Hailee Mouch se despertó a las 2 a.m. del sábado por la mañana para poder conducir hasta la ciudad capital de su estado, Austin, y testificar en dos audiencias públicas en competencia sobre los proyectos de ley de votación restrictiva de Texas..
She knew she had to return to the Dallas area to be at work by 6am Sunday. But she was determined to stay as long as possible to tell state lawmakers how their proposals would hurt democracy in the small city where she goes to college.
“It shouldn’t be scary to vote," ella dijo. “And I worry that this will make it scary to vote.”
Mouch was among the crowd who flocked to the state capitol on Saturday, when committees in the state House and Senate held overlapping hearings on highly controversial voting legislation during their rapid-fire special session.
Public testimony for the House committee didn’t start until around 2am Sunday, but lawmakers still advanced their restrictive voting bill on Sunday morning – roughly 24 hours after the hearing began. State senators also voted in favor of their sweeping proposal Sunday afternoon, teeing up full chamber votes in coming days.
Texas governor Greg Abbott convened the special session – effectively legislative overtime for no more than 30 days – starting 8 mes de julio, after Democrats killed a restrictive voting bill during the regular session with a historic walkout from the House floor.
“We feel like our ‘electeds’ are really trying to beat us down and trying to run out that, me gusta, that urgency that we have and that commitment that we have,” said Lexy Garcia, a regional field coordinator for Texas Rising and Texas Freedom Network about the battle against voting restrictions.
Abbott announced his special session agenda on Wednesday, and the public received very little notice before they had to appear for Saturday’s hearings.
But Texans from across the ideological spectrum still filled multiple overflow rooms and sat patiently on hallway benches, preparing to wait all day and night to testify in person at the sessions.
At around 6.30pm Saturday, seven and a half hours into the Senate’s public hearing, former presidential hopeful Beto O’Rourke addressed the committee.

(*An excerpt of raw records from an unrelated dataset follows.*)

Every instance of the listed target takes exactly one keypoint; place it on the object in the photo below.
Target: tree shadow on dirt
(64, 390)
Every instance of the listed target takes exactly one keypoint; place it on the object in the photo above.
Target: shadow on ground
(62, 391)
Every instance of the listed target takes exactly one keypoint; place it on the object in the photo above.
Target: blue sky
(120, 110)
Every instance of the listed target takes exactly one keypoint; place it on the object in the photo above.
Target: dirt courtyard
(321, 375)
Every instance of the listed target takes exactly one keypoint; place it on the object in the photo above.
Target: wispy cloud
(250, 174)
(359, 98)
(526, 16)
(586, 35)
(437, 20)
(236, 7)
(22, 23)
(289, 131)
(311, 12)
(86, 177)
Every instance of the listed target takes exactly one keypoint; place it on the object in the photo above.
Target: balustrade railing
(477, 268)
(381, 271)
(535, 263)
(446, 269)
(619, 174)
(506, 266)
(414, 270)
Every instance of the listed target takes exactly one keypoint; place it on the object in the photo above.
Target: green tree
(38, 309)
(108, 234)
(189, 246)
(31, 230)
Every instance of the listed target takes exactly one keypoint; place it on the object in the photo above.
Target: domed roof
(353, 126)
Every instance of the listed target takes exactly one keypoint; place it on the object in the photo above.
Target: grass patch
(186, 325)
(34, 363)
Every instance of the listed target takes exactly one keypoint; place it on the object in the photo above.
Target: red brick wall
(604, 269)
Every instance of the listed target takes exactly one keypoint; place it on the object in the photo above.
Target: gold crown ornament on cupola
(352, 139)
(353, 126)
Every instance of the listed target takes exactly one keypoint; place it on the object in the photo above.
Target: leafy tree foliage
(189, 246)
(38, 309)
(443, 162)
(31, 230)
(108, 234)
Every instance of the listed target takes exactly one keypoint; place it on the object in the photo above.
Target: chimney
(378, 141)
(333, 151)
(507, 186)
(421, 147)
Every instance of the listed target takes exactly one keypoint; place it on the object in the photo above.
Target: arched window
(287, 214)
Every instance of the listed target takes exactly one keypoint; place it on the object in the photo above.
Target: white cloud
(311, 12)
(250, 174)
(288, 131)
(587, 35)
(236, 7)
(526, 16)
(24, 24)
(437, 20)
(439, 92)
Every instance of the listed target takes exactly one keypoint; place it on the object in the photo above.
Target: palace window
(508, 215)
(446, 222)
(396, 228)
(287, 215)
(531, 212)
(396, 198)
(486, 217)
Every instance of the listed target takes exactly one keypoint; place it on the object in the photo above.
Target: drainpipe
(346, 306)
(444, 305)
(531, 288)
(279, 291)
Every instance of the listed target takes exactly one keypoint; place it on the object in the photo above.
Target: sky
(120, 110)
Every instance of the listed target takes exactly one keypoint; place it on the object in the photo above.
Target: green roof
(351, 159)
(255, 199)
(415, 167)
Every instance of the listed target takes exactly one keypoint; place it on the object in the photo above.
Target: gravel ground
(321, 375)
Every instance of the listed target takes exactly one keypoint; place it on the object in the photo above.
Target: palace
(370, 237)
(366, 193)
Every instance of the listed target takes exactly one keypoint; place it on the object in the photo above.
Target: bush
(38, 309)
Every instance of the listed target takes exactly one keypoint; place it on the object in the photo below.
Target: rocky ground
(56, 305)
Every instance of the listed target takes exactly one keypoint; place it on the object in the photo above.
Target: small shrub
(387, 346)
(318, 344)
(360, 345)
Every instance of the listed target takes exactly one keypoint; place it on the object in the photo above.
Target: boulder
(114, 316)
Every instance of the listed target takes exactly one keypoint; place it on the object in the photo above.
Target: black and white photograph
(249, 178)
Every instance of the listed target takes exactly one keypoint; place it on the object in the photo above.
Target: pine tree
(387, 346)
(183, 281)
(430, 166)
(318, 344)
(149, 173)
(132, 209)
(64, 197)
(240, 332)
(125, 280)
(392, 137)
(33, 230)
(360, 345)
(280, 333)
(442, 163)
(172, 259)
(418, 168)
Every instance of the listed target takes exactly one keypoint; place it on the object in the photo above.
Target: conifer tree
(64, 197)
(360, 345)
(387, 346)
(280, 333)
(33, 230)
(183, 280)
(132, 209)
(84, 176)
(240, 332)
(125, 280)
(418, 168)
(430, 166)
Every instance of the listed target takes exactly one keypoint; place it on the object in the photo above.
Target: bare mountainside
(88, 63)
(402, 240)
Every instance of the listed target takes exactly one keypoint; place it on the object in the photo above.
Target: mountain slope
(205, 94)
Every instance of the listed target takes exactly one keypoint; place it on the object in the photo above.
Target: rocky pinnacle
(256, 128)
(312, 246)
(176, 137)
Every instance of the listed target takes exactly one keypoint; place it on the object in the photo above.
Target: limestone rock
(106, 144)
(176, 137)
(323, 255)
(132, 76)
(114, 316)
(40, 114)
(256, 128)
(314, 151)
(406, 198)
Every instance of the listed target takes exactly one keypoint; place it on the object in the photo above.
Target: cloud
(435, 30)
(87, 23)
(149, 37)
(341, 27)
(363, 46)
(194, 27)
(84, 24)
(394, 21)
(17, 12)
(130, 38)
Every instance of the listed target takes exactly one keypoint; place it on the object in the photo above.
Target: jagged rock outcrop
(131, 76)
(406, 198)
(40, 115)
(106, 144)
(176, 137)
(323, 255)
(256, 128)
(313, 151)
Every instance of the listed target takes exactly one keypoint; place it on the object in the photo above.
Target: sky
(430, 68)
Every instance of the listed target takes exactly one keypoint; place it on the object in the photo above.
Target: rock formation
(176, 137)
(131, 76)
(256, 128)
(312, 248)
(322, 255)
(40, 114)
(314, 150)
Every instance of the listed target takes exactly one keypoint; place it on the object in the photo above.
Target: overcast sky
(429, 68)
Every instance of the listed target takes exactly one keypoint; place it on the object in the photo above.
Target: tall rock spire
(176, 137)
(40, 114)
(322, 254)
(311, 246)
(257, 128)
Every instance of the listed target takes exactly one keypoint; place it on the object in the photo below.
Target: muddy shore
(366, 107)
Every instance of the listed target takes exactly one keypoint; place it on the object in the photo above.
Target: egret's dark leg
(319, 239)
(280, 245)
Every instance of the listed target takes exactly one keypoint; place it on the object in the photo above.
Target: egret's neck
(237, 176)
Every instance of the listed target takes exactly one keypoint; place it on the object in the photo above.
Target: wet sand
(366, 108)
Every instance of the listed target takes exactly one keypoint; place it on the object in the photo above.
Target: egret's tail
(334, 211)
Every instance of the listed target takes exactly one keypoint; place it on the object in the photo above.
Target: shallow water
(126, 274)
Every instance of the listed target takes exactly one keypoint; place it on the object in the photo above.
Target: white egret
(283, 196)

He testified otra vez for the House committee early on Sunday morning.
“Some of you are Republicanos. I’m a Democrat. But I think we want to win these contests on the merits of the argument, and the ideas, and the vision that we offer,” O’Rourke said at the Senate hearing.
“We don’t want to win because we’ve excluded effectively and functionally millions of our fellow Texans from participating in these decisions that will impact all of our lives for generations to come.”
Texas is one of the country’s most bitter battlegrounds for voting rights, with a deeply divided electorate and a reputation as the hardest place to cast a ballot nationwide.
Ahora, Republicans are endorsing provisions that would ban 24-hour and drive-thru voting, expose public officials to state felonies for soliciting or distributing unrequested vote-by-mail applications, empower partisan poll watchers and otherwise significantly rollback voter access.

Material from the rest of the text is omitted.